Cada 28 de abril, el mundo celebra el Día Mundial de la Seguridad y Salud en el Trabajo.
Este año, la conversación cobra especial importancia, ya que la Organización Internacional del Trabajo (OIT) ha puesto en el centro del debate un tema que ha sido considerado secundario: la necesidad de garantizar entornos psicosociales saludables en el trabajo.
No se trata de una discusión marginal, sino de reconocer que la forma en que se diseña y gestiona el trabajo puede convertirse en una fuente de riesgo.
Durante décadas, la prevención se centró en controlar peligros visibles, como caídas y exposiciones químicas, pero el mundo laboral ha cambiado.
Hoy, factores como la sobrecarga, la presión constante y la falta de control sobre las tareas son elementos que pueden deteriorar la salud y el desempeño de los trabajadores.
Estos factores no son solo tensiones del trabajo moderno, sino que pueden generar daños significativos.
La importancia de abordar los riesgos psicosociales
El mensaje de la OIT este año es claro: los riesgos psicosociales deben ser considerados parte integral de la agenda preventiva.
En República Dominicana, esta conversación comienza a ganar terreno, aunque aún existe una brecha entre el reconocimiento de estos factores y su gestión efectiva.
A menudo se habla de estrés y bienestar, pero pocas organizaciones evalúan los factores psicosociales que pueden estar causando daño.
Este desafío radica en que muchos de estos riesgos se han normalizado, considerándolos inevitables en el entorno laboral.
Las consecuencias de ignorar estos riesgos son cada vez más evidentes, manifestándose en estrés crónico, agotamiento y pérdida de productividad.
Esta discusión no solo se centra en la salud mental, sino también en la prevención y la sostenibilidad de las organizaciones.
Un llamado a la acción
En una economía como la dominicana, donde gran parte del empleo se concentra en servicios, la necesidad de abordar estos temas es urgente.
Integrar la evaluación de factores psicosociales y revisar cómo se organiza el trabajo son pasos necesarios para una prevención efectiva.
Este 28 de abril debe ser un momento para reflexionar.
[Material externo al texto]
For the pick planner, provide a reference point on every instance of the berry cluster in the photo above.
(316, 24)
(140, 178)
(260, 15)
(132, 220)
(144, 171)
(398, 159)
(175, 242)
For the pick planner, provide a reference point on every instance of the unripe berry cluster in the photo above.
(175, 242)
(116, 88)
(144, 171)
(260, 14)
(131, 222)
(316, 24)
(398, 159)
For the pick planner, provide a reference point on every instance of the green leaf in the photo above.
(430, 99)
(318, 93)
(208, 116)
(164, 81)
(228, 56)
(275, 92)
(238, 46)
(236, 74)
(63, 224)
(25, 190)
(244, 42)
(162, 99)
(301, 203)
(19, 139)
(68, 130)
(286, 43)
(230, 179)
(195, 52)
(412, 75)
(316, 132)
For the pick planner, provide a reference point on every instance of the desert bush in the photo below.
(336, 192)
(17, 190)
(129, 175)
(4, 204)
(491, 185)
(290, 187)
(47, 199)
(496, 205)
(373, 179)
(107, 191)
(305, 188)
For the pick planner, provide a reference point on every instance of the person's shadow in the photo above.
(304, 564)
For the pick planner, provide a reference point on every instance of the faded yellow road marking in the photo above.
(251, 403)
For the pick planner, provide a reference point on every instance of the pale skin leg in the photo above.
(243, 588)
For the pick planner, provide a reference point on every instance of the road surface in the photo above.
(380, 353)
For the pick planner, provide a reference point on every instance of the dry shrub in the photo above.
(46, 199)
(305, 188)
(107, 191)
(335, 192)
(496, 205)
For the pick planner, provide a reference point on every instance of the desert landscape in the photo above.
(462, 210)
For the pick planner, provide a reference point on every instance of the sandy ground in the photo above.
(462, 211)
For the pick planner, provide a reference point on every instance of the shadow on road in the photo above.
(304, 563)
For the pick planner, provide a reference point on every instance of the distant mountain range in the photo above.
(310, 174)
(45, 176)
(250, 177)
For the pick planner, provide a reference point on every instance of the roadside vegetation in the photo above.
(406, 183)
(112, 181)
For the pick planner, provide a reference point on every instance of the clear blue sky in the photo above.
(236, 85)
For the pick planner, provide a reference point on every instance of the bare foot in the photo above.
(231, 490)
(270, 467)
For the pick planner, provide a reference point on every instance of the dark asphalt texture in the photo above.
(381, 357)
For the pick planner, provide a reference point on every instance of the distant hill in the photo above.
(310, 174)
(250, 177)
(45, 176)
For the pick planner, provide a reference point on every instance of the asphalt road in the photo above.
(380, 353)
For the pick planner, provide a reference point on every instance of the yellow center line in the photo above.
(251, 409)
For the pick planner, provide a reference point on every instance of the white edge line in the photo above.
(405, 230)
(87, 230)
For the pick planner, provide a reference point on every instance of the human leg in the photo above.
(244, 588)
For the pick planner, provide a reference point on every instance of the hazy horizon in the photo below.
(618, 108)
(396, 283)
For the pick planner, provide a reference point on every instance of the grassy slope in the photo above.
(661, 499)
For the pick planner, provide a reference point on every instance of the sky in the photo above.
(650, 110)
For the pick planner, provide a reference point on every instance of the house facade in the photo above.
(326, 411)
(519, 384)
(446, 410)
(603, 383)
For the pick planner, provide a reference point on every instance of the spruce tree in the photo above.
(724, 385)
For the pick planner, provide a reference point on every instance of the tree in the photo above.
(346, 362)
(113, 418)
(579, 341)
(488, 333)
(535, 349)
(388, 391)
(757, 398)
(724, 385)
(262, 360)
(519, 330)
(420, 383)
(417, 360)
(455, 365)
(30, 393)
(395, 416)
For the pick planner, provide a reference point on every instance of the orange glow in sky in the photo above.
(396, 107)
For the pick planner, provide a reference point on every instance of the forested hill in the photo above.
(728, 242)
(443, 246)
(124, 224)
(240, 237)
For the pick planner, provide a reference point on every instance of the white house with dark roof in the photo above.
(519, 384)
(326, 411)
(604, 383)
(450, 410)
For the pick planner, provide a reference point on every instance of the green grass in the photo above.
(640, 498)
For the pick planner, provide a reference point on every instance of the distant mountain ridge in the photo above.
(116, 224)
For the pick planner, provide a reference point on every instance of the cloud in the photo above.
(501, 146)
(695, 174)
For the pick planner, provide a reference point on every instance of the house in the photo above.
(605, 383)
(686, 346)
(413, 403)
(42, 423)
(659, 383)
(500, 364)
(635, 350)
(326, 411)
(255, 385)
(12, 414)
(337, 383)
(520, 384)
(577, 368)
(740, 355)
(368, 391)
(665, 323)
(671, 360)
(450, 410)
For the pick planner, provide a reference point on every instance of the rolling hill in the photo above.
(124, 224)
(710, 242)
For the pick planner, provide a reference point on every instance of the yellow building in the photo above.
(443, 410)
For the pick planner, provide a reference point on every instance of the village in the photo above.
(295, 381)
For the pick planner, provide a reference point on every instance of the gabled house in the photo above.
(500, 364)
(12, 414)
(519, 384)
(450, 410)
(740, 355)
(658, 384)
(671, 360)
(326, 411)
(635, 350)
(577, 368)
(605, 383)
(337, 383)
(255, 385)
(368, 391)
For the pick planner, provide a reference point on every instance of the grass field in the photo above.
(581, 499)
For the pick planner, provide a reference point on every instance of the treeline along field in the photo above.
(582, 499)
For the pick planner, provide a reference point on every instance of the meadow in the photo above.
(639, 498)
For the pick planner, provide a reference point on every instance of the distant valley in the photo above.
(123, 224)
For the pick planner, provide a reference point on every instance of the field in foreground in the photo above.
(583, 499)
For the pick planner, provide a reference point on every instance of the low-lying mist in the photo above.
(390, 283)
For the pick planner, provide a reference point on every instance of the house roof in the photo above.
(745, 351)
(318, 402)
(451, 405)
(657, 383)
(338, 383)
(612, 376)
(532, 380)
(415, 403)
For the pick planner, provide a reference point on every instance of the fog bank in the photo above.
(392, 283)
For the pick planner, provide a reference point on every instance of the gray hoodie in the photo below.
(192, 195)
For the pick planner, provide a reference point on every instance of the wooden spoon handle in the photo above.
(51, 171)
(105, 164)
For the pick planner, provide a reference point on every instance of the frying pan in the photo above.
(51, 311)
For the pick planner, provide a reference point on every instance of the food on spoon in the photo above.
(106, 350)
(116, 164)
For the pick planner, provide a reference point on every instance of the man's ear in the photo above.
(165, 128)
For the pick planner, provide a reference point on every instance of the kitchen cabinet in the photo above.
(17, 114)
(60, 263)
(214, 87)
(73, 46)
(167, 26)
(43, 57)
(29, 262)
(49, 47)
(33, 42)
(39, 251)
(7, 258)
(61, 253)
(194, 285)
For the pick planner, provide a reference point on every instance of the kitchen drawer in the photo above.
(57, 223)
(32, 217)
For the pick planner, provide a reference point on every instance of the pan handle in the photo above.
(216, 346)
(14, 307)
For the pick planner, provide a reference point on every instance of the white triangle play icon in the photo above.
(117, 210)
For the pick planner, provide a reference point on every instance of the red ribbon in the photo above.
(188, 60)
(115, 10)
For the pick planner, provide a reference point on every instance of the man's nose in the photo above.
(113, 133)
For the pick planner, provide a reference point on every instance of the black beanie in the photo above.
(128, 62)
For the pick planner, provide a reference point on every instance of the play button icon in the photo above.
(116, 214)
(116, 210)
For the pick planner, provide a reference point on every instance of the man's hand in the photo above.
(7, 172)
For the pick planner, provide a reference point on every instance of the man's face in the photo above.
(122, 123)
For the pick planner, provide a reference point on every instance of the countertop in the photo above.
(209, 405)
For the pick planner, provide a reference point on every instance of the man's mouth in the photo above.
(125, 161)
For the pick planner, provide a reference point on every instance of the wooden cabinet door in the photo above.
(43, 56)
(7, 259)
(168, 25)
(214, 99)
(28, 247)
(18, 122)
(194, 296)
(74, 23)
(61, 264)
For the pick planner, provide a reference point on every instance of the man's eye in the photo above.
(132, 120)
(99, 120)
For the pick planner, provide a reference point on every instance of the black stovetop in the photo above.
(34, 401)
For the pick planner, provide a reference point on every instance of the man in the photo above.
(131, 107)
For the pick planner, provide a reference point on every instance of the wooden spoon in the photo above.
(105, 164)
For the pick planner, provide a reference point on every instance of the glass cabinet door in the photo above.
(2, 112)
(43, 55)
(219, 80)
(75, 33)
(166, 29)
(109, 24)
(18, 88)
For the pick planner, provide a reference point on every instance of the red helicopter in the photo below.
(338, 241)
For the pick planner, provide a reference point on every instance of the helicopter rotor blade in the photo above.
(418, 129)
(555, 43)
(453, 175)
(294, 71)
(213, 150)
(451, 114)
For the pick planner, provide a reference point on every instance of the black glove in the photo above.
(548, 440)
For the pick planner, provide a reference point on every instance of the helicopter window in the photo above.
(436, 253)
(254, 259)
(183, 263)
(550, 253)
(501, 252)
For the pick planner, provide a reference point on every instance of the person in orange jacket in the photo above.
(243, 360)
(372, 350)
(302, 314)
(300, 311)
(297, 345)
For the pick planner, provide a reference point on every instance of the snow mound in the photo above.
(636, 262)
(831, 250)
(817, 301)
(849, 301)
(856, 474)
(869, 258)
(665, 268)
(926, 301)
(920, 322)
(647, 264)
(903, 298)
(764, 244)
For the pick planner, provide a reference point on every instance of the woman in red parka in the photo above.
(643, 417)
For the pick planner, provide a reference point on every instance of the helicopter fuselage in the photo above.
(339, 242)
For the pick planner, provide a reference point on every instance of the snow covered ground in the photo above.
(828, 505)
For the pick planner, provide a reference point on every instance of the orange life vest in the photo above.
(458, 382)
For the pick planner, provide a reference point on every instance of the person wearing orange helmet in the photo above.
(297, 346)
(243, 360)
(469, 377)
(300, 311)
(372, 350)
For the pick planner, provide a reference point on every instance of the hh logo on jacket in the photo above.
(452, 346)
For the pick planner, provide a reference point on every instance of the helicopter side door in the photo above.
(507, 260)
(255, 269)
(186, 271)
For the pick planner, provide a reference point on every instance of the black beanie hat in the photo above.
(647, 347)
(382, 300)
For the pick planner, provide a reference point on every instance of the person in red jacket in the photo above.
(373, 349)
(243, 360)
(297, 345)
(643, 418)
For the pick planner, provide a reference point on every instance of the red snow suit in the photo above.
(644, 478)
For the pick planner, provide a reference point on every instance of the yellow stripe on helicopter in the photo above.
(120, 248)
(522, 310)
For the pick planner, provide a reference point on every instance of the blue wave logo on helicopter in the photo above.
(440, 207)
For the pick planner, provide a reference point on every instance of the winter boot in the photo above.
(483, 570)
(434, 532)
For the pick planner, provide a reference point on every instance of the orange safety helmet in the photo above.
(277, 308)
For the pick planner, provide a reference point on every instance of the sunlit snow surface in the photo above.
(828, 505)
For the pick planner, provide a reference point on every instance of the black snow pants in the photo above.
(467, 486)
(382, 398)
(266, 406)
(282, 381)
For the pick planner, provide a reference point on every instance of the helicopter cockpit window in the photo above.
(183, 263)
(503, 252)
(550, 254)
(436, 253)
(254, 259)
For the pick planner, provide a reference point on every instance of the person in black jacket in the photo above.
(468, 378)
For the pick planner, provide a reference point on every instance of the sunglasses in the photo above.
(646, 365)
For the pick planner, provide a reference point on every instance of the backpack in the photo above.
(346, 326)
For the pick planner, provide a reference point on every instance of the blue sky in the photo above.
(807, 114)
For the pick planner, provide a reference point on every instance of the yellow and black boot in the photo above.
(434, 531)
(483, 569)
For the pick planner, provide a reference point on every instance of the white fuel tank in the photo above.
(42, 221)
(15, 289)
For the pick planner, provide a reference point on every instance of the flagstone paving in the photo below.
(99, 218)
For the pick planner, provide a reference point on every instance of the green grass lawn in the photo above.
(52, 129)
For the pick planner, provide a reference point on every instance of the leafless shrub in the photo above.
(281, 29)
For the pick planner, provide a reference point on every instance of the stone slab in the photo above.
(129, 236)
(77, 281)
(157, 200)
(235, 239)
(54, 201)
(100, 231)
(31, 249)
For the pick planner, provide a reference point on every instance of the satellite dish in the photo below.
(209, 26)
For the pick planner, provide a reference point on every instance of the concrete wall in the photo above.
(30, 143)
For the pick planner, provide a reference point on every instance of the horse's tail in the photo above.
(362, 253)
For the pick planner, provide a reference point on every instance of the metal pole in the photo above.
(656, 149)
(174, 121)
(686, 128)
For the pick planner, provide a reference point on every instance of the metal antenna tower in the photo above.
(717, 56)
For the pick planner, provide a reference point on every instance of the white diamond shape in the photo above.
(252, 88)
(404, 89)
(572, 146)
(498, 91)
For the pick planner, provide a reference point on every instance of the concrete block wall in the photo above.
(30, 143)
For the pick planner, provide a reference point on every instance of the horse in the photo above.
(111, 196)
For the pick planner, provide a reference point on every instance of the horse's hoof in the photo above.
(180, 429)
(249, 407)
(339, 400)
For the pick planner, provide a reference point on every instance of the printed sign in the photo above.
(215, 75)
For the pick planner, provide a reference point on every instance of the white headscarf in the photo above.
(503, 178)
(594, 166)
Un entorno de trabajo seguro no solo se construye controlando peligros visibles, sino también interviniendo en condiciones organizacionales que pueden afectar la salud de los trabajadores.
Este es un gran desafío para República Dominicana, pero también una oportunidad para reconocer que los riesgos invisibles existen y que, al igual que otros riesgos, pueden ser prevenidos.